Павлушка ширкнул в сторону старшего дружки пучком соломы и, не рассчитав, слегка задел Мишку по носу; под дружный хохот заученно крикнул;
— Наша дорогая, не купишь!
— А ну, спробуем! — входя в азарт, рявкнул Нищерет и — жмяк из широкого рукава черкески на подставленное Павлушкой блюдо румяную рогастую шишку.[42]
— Мало! — взвизгнул хлопец.
Торг разгорался, веселый и бешеный.
Тем временем в боковушке привели в чувство слабосердную бабу Оришу, и Евтей под руку повел ее в горницу. Горница наполнялась гостями, зваными и незваными, коридор и кухня — любопытными. В толпе появился женихов шафер Данила, усердно пробивающий дорогу, за ним торжественно входила под руку вторая родительская пара — Литвийчиха с Легейдо. Софья, опустив глаза, сосредоточенно рассматривала свой каравай, который держала на рушнике, Мефод светлым ястребиным глазом окинул гостей; рука, державшая икону, невольно потянулась было к усам, вновь отросшим, завившимся в стрелки.
Выторговав, наконец, невесту, дружки вывели ее из-за стола, соединили с женихом и повели под родительское благословение.
Еще через полчаса свадьба пошла обычным своим чередом. Гости, хлынувшие за столы, уже сами повели всю церемонию. Дружки и свашки, жениховы и невестины, путаясь в очередности обязанностей, лишь поддавали жару в веселье.
Первые бокалы, как и положено, подняли за счастье молодых, за здравие родителей. Но были тосты и необычные, не слыханные на прежних свадьбах:
— За смерть кадетскую!
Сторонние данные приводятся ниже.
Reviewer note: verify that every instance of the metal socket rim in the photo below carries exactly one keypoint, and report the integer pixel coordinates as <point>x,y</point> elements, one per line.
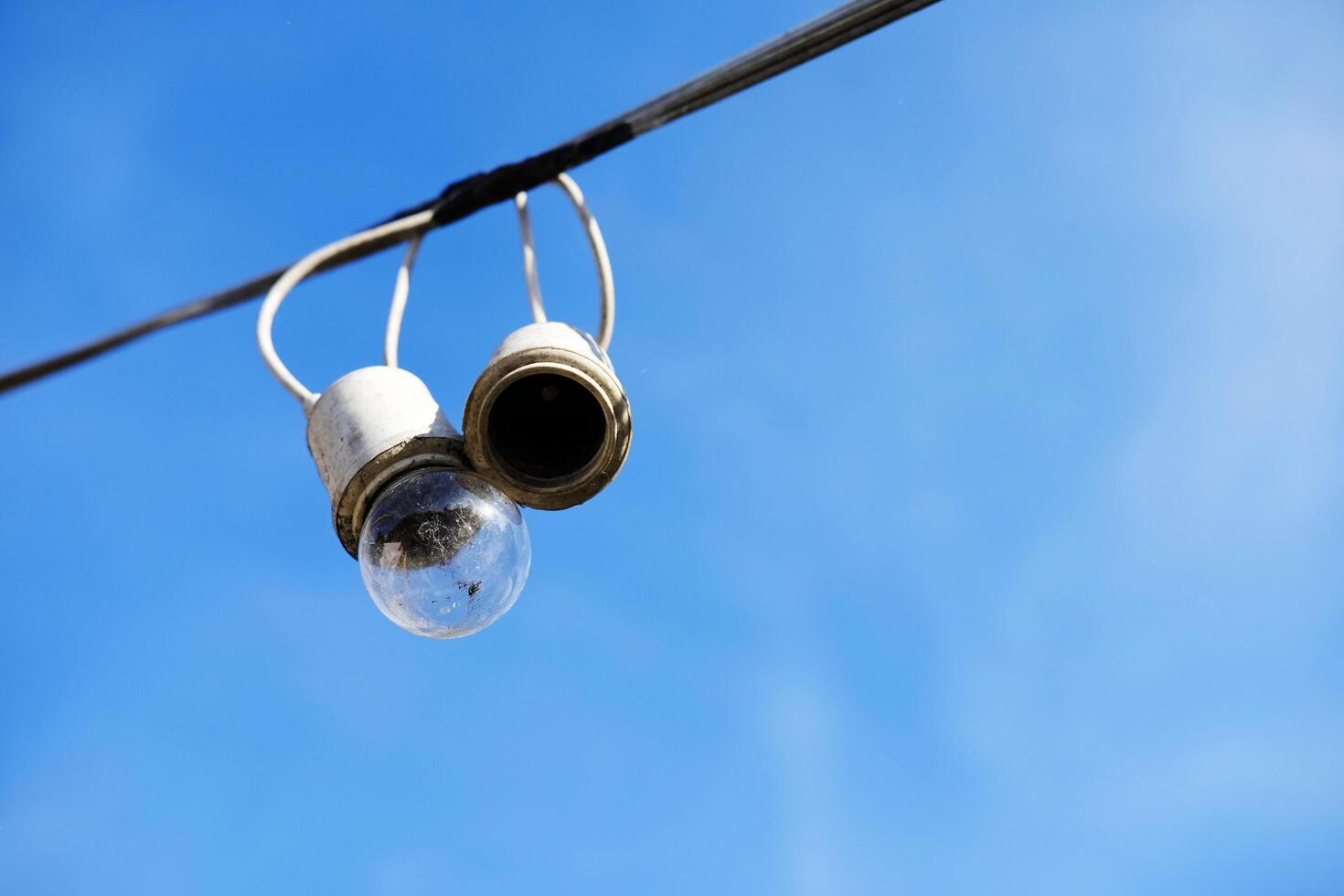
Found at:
<point>571,489</point>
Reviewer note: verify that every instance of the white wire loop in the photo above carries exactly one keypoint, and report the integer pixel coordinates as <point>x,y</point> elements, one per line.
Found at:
<point>600,258</point>
<point>411,226</point>
<point>398,309</point>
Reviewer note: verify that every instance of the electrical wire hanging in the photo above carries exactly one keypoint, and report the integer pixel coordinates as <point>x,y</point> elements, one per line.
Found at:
<point>469,195</point>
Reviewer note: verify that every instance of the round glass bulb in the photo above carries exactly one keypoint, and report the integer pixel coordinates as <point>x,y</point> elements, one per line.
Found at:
<point>443,552</point>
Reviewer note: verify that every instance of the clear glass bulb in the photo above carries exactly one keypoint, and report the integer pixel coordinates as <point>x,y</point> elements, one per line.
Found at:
<point>443,552</point>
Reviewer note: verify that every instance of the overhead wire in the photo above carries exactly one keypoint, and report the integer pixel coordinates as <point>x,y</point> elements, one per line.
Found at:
<point>475,192</point>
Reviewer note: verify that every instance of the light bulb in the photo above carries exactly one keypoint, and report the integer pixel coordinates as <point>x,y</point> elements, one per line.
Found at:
<point>443,552</point>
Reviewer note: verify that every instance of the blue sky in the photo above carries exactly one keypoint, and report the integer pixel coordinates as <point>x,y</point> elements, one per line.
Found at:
<point>980,531</point>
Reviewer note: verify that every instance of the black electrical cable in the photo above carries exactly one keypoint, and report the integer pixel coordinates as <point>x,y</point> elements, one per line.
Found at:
<point>472,194</point>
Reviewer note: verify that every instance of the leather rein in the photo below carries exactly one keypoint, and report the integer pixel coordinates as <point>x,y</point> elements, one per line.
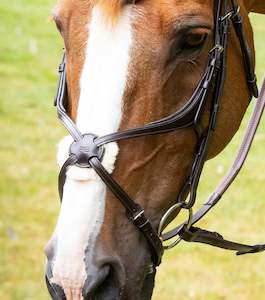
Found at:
<point>87,150</point>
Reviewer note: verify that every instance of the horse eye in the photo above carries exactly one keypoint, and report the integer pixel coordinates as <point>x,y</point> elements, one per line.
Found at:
<point>194,40</point>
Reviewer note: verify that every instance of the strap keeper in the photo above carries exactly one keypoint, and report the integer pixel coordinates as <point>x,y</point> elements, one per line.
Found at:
<point>256,249</point>
<point>140,220</point>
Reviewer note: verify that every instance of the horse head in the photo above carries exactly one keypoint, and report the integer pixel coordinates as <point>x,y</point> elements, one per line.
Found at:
<point>130,63</point>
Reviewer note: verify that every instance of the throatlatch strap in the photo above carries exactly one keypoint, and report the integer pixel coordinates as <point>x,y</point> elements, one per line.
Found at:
<point>212,238</point>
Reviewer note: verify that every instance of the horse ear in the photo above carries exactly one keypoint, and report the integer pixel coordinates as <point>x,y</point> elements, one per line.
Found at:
<point>257,6</point>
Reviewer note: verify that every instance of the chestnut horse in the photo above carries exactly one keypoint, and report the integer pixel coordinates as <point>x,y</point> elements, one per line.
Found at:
<point>130,63</point>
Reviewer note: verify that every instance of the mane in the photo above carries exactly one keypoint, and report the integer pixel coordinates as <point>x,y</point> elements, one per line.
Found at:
<point>111,8</point>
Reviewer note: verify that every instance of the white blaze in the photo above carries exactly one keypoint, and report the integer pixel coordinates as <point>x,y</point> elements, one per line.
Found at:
<point>102,86</point>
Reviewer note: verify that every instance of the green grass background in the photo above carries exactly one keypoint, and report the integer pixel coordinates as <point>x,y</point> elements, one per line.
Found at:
<point>30,50</point>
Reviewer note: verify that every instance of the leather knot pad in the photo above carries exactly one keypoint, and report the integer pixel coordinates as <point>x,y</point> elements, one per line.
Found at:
<point>85,149</point>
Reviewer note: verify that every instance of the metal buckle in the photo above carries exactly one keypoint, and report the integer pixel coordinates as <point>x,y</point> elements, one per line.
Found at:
<point>217,47</point>
<point>163,223</point>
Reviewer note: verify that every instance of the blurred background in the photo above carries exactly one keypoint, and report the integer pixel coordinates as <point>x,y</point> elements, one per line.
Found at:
<point>30,51</point>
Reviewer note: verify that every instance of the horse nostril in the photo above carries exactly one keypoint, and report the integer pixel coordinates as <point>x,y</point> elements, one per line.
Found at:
<point>55,291</point>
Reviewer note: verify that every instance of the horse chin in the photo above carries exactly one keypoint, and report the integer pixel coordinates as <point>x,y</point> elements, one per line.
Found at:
<point>110,290</point>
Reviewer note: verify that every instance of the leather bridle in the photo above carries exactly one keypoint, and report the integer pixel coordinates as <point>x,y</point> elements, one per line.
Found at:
<point>87,150</point>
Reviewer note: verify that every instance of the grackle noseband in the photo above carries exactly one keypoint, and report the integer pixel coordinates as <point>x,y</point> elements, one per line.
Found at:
<point>87,150</point>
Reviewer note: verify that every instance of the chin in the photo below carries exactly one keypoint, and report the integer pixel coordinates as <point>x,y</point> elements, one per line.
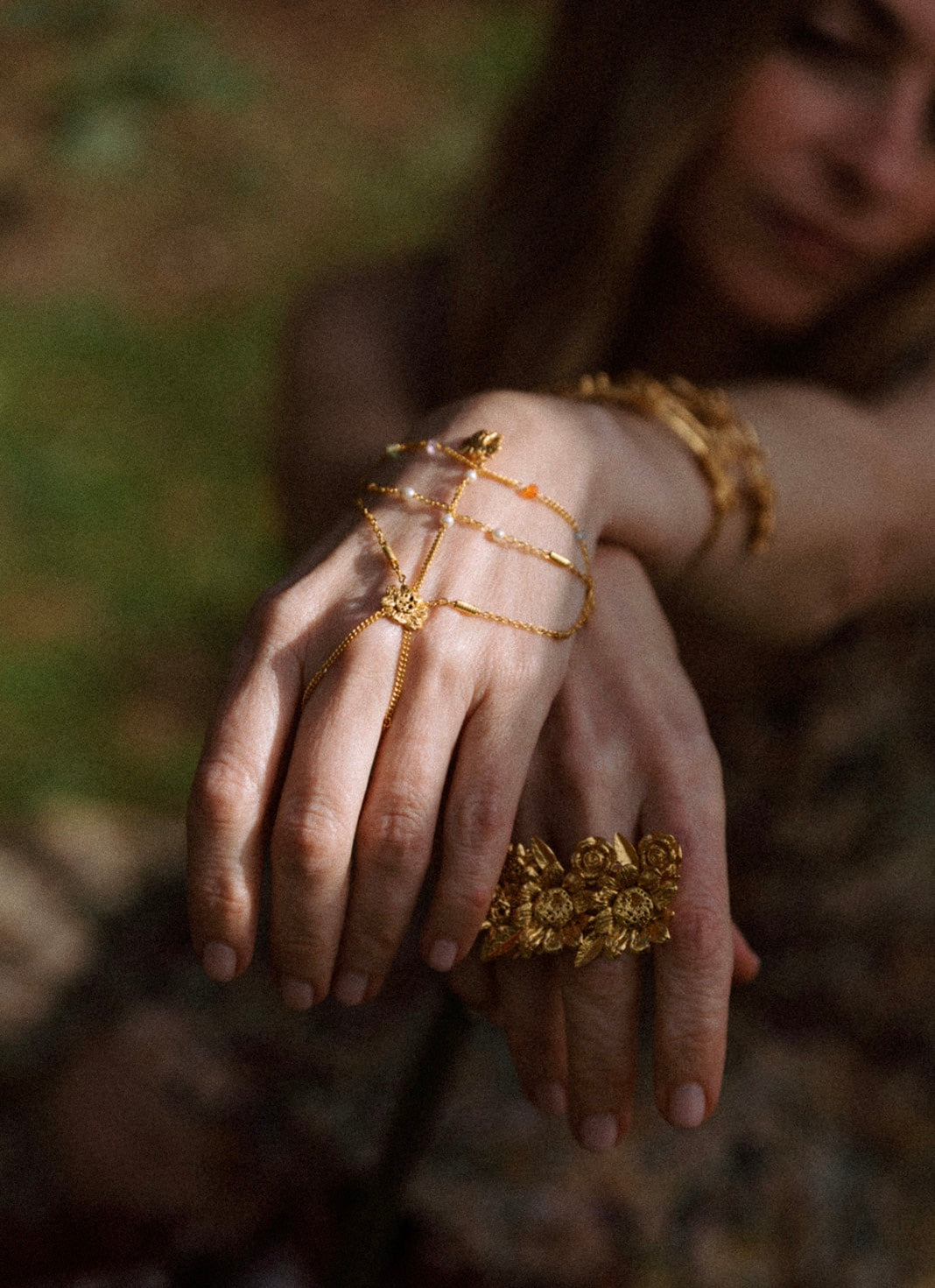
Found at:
<point>774,306</point>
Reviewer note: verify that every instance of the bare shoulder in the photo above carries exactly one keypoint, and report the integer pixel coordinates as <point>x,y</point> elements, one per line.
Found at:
<point>908,409</point>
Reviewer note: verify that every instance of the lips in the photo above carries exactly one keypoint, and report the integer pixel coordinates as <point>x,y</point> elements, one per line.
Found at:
<point>811,246</point>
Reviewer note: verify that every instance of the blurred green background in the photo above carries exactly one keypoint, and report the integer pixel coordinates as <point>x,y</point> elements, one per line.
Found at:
<point>170,174</point>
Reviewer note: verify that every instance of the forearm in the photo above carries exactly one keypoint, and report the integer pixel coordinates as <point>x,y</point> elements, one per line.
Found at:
<point>853,530</point>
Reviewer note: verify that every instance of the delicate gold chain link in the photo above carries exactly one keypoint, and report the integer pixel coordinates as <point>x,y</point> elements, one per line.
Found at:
<point>404,604</point>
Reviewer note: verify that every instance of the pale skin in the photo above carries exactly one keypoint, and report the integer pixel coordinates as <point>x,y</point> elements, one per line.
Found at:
<point>500,733</point>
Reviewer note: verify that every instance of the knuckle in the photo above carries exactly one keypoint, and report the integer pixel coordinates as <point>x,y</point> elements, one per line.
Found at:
<point>219,899</point>
<point>703,934</point>
<point>391,834</point>
<point>276,616</point>
<point>372,946</point>
<point>468,896</point>
<point>308,836</point>
<point>478,818</point>
<point>224,792</point>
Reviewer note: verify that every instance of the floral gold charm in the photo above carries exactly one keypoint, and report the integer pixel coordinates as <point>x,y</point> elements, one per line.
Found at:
<point>479,447</point>
<point>611,898</point>
<point>404,606</point>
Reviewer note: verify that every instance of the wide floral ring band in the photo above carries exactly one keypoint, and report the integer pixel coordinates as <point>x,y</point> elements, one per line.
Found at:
<point>608,899</point>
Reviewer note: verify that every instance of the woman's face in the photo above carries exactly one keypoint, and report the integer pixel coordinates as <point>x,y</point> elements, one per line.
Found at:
<point>826,172</point>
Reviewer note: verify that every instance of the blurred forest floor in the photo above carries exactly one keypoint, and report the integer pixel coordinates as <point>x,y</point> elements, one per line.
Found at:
<point>172,172</point>
<point>169,172</point>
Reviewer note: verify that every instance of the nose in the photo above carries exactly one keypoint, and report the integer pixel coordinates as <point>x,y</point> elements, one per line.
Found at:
<point>880,148</point>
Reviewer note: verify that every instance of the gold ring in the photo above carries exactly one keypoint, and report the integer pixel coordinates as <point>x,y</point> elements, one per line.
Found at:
<point>609,899</point>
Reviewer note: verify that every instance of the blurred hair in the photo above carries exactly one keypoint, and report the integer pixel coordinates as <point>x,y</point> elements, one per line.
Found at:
<point>549,264</point>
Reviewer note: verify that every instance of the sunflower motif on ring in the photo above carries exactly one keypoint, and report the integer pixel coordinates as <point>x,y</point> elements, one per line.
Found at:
<point>611,899</point>
<point>634,902</point>
<point>533,911</point>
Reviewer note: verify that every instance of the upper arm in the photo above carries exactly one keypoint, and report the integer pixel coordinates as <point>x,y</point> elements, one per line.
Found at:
<point>355,375</point>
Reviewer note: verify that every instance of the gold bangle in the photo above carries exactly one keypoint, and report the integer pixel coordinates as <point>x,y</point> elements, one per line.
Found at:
<point>611,898</point>
<point>727,448</point>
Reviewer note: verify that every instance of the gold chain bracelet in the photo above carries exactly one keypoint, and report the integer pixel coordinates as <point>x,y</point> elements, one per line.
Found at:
<point>725,447</point>
<point>402,602</point>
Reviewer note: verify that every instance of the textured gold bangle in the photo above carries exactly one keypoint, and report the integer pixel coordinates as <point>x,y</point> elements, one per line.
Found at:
<point>402,603</point>
<point>727,448</point>
<point>611,898</point>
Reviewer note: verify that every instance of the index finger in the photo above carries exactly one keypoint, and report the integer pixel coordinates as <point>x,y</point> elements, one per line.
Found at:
<point>234,786</point>
<point>693,968</point>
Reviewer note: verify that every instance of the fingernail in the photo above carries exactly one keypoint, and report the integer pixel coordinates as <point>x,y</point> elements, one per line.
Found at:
<point>219,962</point>
<point>443,954</point>
<point>550,1099</point>
<point>599,1132</point>
<point>349,987</point>
<point>686,1105</point>
<point>297,993</point>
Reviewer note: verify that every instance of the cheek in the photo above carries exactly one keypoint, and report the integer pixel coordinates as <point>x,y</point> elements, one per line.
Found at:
<point>777,122</point>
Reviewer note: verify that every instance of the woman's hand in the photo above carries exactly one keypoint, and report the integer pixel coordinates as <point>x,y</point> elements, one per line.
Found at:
<point>625,749</point>
<point>313,788</point>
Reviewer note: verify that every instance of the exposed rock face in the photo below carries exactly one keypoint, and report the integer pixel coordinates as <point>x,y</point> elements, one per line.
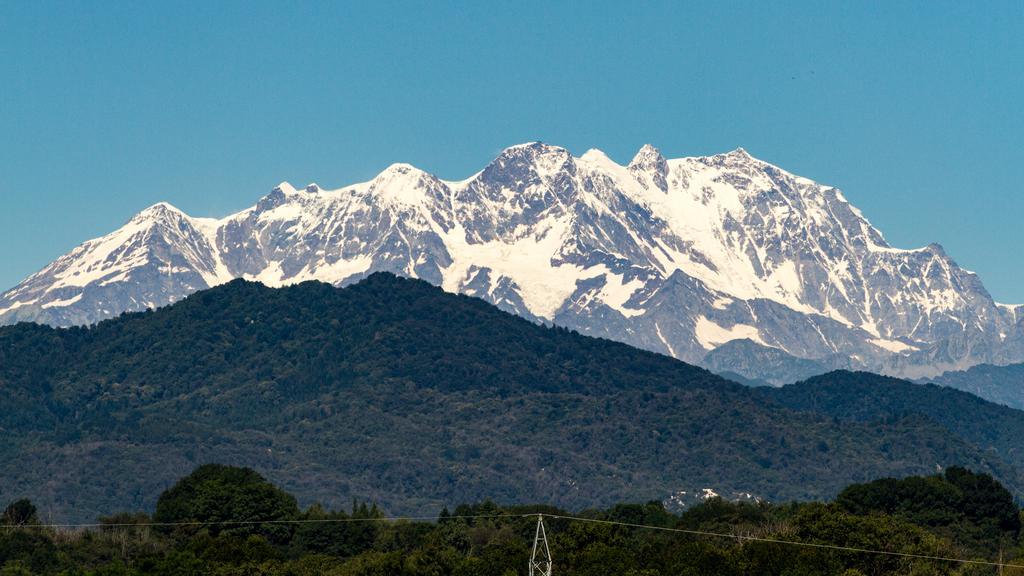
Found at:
<point>679,256</point>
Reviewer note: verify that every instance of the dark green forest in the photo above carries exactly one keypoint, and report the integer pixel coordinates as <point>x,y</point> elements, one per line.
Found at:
<point>397,393</point>
<point>230,521</point>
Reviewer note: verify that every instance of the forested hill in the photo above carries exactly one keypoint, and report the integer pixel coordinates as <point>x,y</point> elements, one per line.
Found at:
<point>395,392</point>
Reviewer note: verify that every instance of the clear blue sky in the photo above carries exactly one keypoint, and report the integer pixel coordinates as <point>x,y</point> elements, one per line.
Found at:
<point>912,109</point>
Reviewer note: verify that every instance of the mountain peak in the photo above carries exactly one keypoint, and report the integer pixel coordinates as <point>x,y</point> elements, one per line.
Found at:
<point>649,158</point>
<point>159,211</point>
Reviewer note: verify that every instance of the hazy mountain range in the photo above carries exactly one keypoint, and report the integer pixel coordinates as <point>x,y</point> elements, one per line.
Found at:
<point>395,392</point>
<point>679,256</point>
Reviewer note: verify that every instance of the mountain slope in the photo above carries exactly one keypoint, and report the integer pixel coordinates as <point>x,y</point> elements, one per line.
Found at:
<point>394,391</point>
<point>677,256</point>
<point>863,398</point>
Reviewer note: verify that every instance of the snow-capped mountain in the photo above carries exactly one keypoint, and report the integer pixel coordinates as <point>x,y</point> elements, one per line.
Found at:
<point>678,256</point>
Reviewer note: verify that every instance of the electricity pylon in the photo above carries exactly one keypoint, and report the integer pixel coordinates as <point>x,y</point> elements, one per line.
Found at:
<point>540,561</point>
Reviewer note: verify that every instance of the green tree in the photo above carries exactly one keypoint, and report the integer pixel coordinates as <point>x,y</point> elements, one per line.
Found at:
<point>19,512</point>
<point>227,499</point>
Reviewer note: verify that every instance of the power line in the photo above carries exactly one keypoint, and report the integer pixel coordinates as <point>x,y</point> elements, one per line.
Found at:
<point>836,547</point>
<point>788,542</point>
<point>260,522</point>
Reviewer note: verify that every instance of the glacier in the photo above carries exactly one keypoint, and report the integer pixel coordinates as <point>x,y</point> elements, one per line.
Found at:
<point>680,256</point>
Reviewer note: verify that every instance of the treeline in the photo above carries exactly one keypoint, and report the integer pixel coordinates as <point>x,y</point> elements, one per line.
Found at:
<point>229,521</point>
<point>395,392</point>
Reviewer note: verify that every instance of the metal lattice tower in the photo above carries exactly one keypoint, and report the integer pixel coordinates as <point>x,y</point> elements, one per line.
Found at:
<point>540,561</point>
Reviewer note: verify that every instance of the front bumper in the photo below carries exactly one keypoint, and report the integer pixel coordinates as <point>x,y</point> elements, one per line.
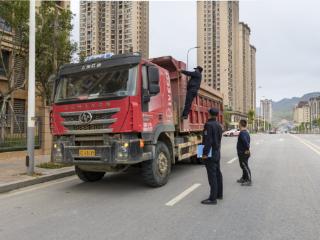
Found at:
<point>111,153</point>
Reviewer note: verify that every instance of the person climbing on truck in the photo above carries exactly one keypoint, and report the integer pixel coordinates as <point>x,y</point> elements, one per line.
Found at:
<point>192,88</point>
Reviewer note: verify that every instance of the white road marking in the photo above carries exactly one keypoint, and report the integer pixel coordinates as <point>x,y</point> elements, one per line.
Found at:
<point>232,160</point>
<point>310,145</point>
<point>182,195</point>
<point>35,187</point>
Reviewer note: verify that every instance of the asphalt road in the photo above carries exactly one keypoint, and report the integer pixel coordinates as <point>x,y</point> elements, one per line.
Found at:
<point>283,203</point>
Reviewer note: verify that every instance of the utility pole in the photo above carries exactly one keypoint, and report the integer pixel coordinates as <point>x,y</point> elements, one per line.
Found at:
<point>31,88</point>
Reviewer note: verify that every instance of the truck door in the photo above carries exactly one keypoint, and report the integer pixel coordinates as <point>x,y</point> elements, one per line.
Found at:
<point>151,97</point>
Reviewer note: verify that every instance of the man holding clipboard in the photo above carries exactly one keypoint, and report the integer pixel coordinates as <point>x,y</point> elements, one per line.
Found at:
<point>212,135</point>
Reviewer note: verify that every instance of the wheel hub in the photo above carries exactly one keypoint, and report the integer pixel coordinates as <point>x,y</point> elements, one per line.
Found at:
<point>162,163</point>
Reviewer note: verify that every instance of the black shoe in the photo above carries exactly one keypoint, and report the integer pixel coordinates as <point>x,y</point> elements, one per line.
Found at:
<point>241,180</point>
<point>209,202</point>
<point>246,183</point>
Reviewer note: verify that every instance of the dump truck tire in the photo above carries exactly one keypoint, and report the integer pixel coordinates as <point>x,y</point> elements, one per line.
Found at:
<point>156,172</point>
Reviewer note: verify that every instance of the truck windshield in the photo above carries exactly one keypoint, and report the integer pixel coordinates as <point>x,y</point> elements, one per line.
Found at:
<point>113,82</point>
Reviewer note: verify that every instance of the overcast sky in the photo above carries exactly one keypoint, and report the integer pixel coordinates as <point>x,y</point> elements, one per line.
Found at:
<point>286,34</point>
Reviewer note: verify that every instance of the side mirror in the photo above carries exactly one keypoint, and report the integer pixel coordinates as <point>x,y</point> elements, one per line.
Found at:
<point>52,85</point>
<point>154,89</point>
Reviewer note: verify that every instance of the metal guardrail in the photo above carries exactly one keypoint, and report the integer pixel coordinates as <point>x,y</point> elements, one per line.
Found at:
<point>13,132</point>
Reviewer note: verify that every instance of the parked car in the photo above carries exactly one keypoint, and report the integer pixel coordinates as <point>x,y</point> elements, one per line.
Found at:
<point>231,133</point>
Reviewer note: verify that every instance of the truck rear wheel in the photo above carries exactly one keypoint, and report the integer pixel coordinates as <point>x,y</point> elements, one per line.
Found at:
<point>87,176</point>
<point>156,171</point>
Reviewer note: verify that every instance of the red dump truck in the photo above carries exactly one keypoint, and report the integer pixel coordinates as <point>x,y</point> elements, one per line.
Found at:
<point>113,112</point>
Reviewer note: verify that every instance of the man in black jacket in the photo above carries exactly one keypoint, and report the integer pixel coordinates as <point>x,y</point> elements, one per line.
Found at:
<point>212,135</point>
<point>192,88</point>
<point>243,149</point>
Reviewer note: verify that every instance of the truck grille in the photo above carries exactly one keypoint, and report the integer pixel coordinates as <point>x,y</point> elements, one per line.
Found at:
<point>99,122</point>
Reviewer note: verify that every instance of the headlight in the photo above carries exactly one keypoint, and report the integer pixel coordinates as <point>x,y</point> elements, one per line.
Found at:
<point>123,150</point>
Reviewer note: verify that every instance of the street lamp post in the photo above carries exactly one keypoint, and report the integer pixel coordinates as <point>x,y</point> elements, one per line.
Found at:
<point>259,112</point>
<point>188,55</point>
<point>31,88</point>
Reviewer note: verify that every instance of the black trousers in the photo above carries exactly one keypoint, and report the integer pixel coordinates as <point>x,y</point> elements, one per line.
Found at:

Чтоб им сгнить, нам здравствовать!
— Дай, боже, одолеть супостатов, чтоб по весне за землицу приняться. Соскучилась, поди, по доброй рученьке…
— Чокнемся, сват, за власть свою народную, хай, живе она да красуется…
Старухи-соседки, понабившись в кухне, перешептывались:
— А родителев-то благодарствовать позабыли…
— Погоди ты, Тимофеевна, чай, благодарствие апосля смены столов идет…
— Про смертушку ведь на свадьбе реченьку заводят… Иде слыхано!
— Не бывать, не бывать молодым без венца счастливыми…
— Иде уж оно, счастье, без господнего благословения…
— А слыхала, кума, как жених-то с Савичем Великим Макуша зарезали? Вся грудь, гуторят, была поистыкана…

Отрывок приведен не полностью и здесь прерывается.